What is K-D Tree?
A k-d tree, or k-dimensional tree, is a data structure used in computer science for organizing some number of points in a space with k dimensions. It is a binary search tree with other constraints imposed on it. K-d trees are very useful for range and nearest neighbor searches. It gives you a way to structure multidimensional data that makes range search efficiently. See this quick video to get an idea:
If you have a point A that you want to find the closest points in k dimensional space, you may need to loop thru all the points in the space and calculate the distance from A and find the shortest distance one. It is O(n) in complexity. If you structure your data using K-D tree, it will turn this into log(n) in complexity.

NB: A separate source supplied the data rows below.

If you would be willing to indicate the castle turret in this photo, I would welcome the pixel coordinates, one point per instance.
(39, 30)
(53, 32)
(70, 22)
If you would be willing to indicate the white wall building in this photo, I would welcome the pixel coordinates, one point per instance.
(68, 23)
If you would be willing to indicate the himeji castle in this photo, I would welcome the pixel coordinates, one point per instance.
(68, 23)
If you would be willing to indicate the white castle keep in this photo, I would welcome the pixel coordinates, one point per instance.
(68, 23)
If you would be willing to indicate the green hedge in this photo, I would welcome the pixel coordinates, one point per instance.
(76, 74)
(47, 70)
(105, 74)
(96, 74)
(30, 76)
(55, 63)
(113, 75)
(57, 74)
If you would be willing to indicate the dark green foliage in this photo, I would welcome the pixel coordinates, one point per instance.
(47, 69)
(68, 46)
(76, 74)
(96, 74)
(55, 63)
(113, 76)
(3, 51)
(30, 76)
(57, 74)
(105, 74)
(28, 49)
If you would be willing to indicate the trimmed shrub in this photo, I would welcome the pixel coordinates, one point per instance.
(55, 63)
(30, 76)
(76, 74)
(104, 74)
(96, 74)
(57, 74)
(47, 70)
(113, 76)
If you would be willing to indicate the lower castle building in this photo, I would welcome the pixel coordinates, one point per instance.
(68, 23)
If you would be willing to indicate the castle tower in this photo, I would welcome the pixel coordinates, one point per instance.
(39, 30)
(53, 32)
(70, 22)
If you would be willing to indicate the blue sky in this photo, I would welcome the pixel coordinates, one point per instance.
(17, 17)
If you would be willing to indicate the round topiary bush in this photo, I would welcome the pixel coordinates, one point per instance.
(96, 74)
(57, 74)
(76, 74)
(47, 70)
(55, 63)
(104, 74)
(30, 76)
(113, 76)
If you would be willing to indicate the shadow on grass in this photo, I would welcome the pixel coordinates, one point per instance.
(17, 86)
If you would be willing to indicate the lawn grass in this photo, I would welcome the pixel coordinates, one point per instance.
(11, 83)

Not only you can use it to find the closest point, you can also use the data structure to do the range search efficiently.
How to implement one?
I like this video series that shows you how to use python to find closest points in steps.

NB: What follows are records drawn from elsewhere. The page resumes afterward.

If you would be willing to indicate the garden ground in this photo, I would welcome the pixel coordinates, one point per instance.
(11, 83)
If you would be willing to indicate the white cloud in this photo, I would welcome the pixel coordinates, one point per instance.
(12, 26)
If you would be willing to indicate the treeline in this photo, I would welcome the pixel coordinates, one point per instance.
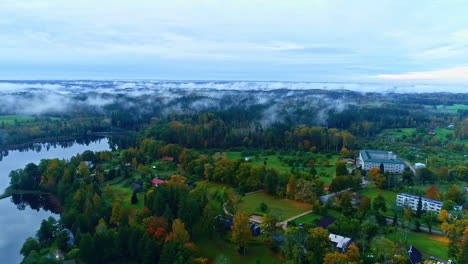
(210, 131)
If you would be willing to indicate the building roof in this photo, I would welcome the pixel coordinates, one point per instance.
(340, 241)
(156, 181)
(168, 158)
(414, 255)
(325, 221)
(366, 156)
(423, 199)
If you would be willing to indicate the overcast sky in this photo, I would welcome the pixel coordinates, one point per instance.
(290, 40)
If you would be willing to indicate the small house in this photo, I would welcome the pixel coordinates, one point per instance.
(341, 243)
(419, 165)
(137, 187)
(169, 159)
(414, 255)
(156, 182)
(255, 229)
(325, 221)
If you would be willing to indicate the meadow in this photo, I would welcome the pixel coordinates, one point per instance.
(284, 208)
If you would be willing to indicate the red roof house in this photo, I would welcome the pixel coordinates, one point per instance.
(168, 158)
(156, 182)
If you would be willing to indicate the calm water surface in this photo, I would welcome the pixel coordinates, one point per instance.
(20, 221)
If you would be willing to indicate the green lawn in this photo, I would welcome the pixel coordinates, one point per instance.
(257, 251)
(284, 208)
(273, 161)
(397, 132)
(309, 219)
(428, 244)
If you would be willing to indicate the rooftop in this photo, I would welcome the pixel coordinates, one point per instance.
(366, 156)
(340, 241)
(422, 198)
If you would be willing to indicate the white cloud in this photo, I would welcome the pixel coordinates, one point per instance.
(458, 74)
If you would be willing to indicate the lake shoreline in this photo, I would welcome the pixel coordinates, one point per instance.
(64, 138)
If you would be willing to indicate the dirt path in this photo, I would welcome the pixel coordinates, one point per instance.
(284, 224)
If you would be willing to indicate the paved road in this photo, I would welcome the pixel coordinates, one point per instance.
(284, 224)
(425, 229)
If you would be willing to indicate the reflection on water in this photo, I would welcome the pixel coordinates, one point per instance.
(37, 202)
(17, 225)
(38, 147)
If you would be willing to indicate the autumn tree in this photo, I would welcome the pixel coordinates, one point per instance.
(455, 194)
(365, 204)
(380, 204)
(179, 233)
(433, 193)
(241, 233)
(429, 218)
(319, 242)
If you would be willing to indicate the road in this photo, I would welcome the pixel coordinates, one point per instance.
(424, 229)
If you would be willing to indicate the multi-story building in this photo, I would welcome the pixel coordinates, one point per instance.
(411, 201)
(369, 159)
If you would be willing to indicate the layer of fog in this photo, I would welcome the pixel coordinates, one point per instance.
(278, 100)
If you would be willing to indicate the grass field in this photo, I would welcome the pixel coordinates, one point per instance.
(284, 208)
(428, 244)
(309, 219)
(273, 161)
(123, 195)
(257, 251)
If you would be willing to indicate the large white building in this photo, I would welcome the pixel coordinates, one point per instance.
(369, 159)
(411, 201)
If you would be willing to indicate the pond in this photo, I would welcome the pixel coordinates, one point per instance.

- K-d Tree in python #1 – NNS Problem and Parsing SVG file
- K-d Tree in Python #2 — Build the Tree – A naive one that could be wrong sometimes and the video shows you an example of it.

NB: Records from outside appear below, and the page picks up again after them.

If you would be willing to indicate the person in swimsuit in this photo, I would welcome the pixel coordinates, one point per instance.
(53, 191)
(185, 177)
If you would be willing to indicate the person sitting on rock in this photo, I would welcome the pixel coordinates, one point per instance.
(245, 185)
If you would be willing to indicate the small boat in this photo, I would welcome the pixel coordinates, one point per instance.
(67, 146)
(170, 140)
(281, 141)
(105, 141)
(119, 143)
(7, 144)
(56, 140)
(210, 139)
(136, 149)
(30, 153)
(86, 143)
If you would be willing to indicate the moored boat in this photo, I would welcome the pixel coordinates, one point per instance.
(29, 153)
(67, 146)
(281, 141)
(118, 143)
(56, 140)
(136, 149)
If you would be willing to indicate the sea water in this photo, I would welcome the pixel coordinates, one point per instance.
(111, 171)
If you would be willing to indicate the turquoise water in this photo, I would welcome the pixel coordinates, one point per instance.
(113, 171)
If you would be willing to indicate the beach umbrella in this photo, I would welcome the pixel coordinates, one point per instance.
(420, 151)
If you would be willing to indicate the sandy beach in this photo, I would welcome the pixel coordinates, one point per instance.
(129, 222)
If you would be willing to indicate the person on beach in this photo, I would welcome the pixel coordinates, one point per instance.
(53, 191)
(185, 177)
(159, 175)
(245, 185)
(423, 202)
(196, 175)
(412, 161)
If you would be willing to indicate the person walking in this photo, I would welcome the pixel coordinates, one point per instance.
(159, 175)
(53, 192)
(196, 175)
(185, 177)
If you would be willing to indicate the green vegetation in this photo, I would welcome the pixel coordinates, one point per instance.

- K-d Tree in Python #3 — Finale – A correct way to implement K-D tree that handles the case that missed by the naive implementation.
How it is used in Industry?
Lucene 6 brought a new Points datastructure for numeric and geo-point fields called Block K-D trees, which has revolutionised how numeric values are indexed and searched. According to their benchmark, Points are 36% faster at query time, 71% faster at index time and used 66% less disk and 85% less memory.